Ali, 50 ans, a quitté son snack à Saint-Gilles pour faire du maraîchage à l’Arbre qui pousse.

En interne, le collectif joue aussi son rôle. Tantôt de manière organique, comme lorsqu’un bambin de la collectivité traverse des soucis de santé et que les parents trouvent, à leur retour de l’hôpital, un appartement rangé et une table dressée. Tantôt de manière plus structurelle, avec quatre « synergies », des groupes de travail chargés d’exécuter les tâches liées au vivre ensemble, au rayonnement, à l’environnement ou à la facilitation. En parallèle, le Conseil d’administration commun – composé d’une dizaine d’élus – se réunit une fois par mois pour prendre des décisions plus stratégiques pour la communauté.
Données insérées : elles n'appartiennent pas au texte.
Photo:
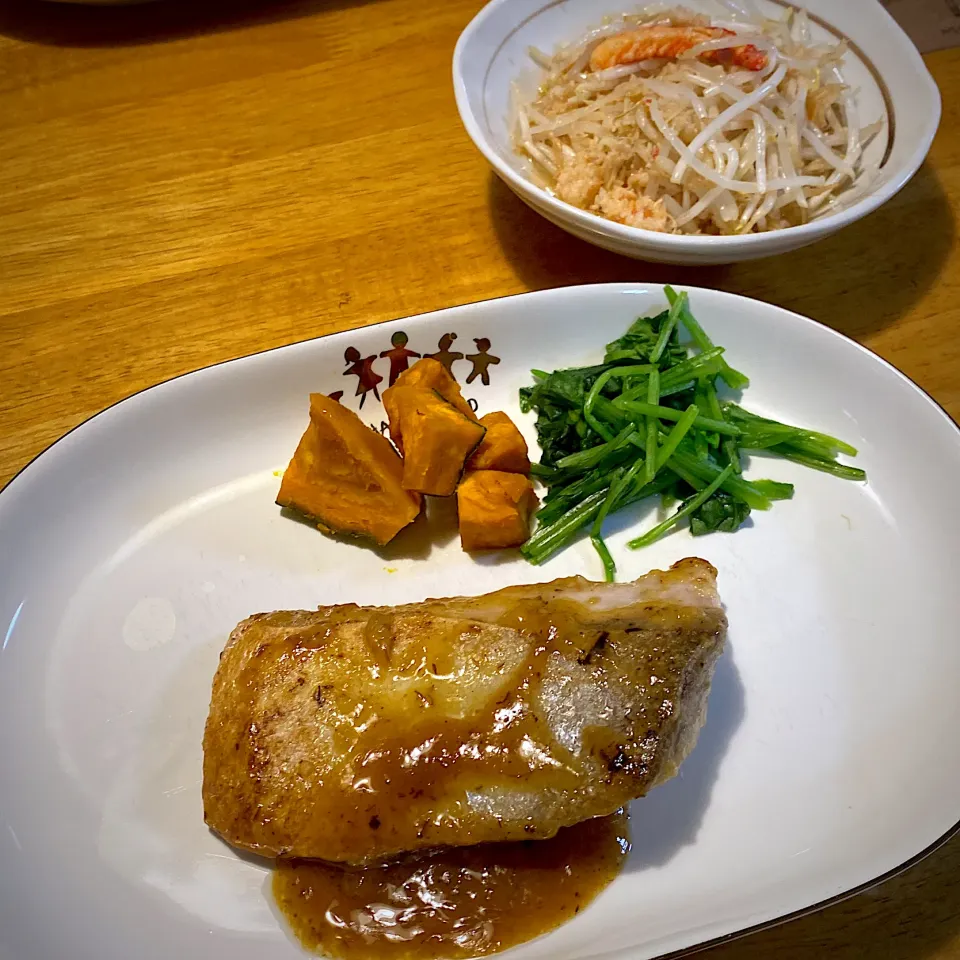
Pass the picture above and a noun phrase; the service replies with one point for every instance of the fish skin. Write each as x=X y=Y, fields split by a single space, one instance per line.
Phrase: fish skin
x=355 y=734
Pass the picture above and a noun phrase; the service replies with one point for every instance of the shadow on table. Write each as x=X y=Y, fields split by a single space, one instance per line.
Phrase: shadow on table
x=82 y=25
x=912 y=917
x=858 y=281
x=668 y=818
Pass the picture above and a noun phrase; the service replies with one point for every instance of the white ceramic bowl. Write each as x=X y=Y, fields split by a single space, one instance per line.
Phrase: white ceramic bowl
x=882 y=64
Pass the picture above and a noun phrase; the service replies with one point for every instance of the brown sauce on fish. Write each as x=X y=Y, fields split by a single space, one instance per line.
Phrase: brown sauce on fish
x=456 y=903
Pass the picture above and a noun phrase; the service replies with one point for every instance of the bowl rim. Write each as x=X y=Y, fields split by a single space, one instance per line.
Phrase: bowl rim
x=594 y=223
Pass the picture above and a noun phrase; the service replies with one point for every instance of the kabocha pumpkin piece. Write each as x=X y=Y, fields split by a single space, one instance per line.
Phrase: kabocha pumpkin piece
x=495 y=509
x=437 y=440
x=502 y=448
x=428 y=374
x=346 y=477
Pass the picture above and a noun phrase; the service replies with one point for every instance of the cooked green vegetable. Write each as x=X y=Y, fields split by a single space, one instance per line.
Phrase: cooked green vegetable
x=649 y=420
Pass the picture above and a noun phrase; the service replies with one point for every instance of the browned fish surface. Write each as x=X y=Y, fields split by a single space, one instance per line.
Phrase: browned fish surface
x=353 y=733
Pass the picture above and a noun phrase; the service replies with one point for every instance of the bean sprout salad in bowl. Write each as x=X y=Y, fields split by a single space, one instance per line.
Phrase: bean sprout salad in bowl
x=709 y=132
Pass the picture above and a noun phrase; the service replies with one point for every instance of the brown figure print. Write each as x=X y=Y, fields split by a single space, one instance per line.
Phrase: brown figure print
x=362 y=369
x=444 y=354
x=481 y=361
x=398 y=355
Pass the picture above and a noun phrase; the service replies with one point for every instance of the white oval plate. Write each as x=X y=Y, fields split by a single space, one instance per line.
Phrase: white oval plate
x=131 y=548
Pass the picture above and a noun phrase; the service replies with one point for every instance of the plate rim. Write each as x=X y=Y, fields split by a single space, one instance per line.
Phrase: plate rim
x=17 y=481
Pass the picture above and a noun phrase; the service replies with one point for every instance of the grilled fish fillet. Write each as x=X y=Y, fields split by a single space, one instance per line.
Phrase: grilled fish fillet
x=353 y=734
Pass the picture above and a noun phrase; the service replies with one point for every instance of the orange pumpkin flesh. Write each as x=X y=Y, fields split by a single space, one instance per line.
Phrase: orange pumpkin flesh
x=428 y=374
x=346 y=477
x=437 y=440
x=503 y=447
x=495 y=509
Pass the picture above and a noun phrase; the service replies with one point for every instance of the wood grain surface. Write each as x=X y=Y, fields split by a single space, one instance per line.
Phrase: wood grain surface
x=183 y=183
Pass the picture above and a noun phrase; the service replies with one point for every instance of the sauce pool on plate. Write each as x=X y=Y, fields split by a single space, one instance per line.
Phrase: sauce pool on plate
x=455 y=903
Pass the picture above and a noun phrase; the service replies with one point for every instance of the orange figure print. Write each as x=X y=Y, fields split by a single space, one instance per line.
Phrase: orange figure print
x=444 y=354
x=362 y=369
x=481 y=361
x=398 y=355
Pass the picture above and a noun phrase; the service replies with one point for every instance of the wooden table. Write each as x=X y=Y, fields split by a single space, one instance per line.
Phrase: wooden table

L’arbre qui pousse, c’est la terre de ceux qui n’ont pas trouvé leur place dans un monde qui force à l’efficacité sans prendre la peine d’admirer la beauté du vivant. Mais pas que. C’est aussi la terre d’économistes, de neuroscientifiques, d’ingénieurs. En fait, c’est la terre de ceux qui veulent (re)donner du sens à leur chemin de vie. Et, auprès de leur Arbre, ils semblent vivre heureux.